Although the number of young people who identify as transgender in the United States remains small, it has nearly doubled in recent years, and schools have come under pressure to address the needs of those young people amid a polarized political environment where both sides warn that one wrong step could result in irreparable harm.
The public school that Mrs. Bradshaw’s son attends is one of many throughout the country that allow students to socially transition — change their name, pronouns, or gender expression — without parental consent. Districts have said they want parents to be involved but must follow federal and, in some cases, state guidance meant to protect students from discrimination and violations of their privacy.
But dozens of parents whose children have socially transitioned at school told The Times they felt villainized by educators who seemed to think that they — not the parents — knew what was best for their children. They insisted that educators should not intervene without notifying parents unless there is evidence of physical abuse at home. Although some didn’t want their children to transition at all, others said they were open to it, but felt schools forced the process to move too quickly, and that they couldn’t raise concerns without being cut out completely or having their home labeled “unsafe.”
Conservative legal groups have filed a growing number of lawsuits against school districts, accusing them of failing to involve parents in their children’s education and mental health care. Critics say groups like these have long worked to delegitimize public education and eradicate the rights of transgender people.
But how schools should address gender identity cuts through the liberal and conservative divide. Parents of all political persuasions have found themselves unsettled by what schools know and don’t reveal.

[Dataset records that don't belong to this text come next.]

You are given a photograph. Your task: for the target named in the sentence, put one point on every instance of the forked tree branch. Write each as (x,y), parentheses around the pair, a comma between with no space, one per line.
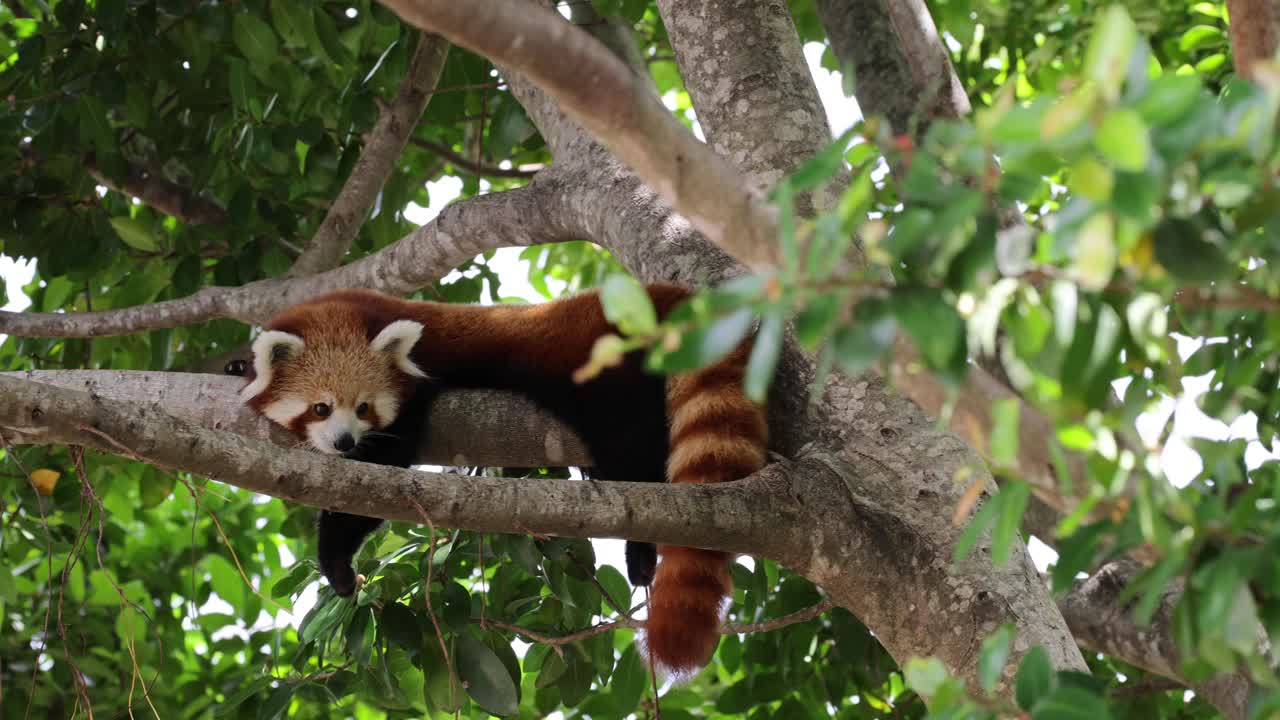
(718,516)
(1100,621)
(376,160)
(526,215)
(156,192)
(599,91)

Judges have dismissed many of the lawsuits. In December, a federal judge threw out Mr. Foote’s case, writing that affirming a student’s gender identity was not necessarily a medical intervention or even evidence of social transition, but “simply accords the person the basic level of respect expected in a civil society generally.”
However, the judge acknowledged that “it is disconcerting” that school administrators might “actively hide information from parents about something of importance regarding their child.”
In January, Mr. Foote filed an appeal.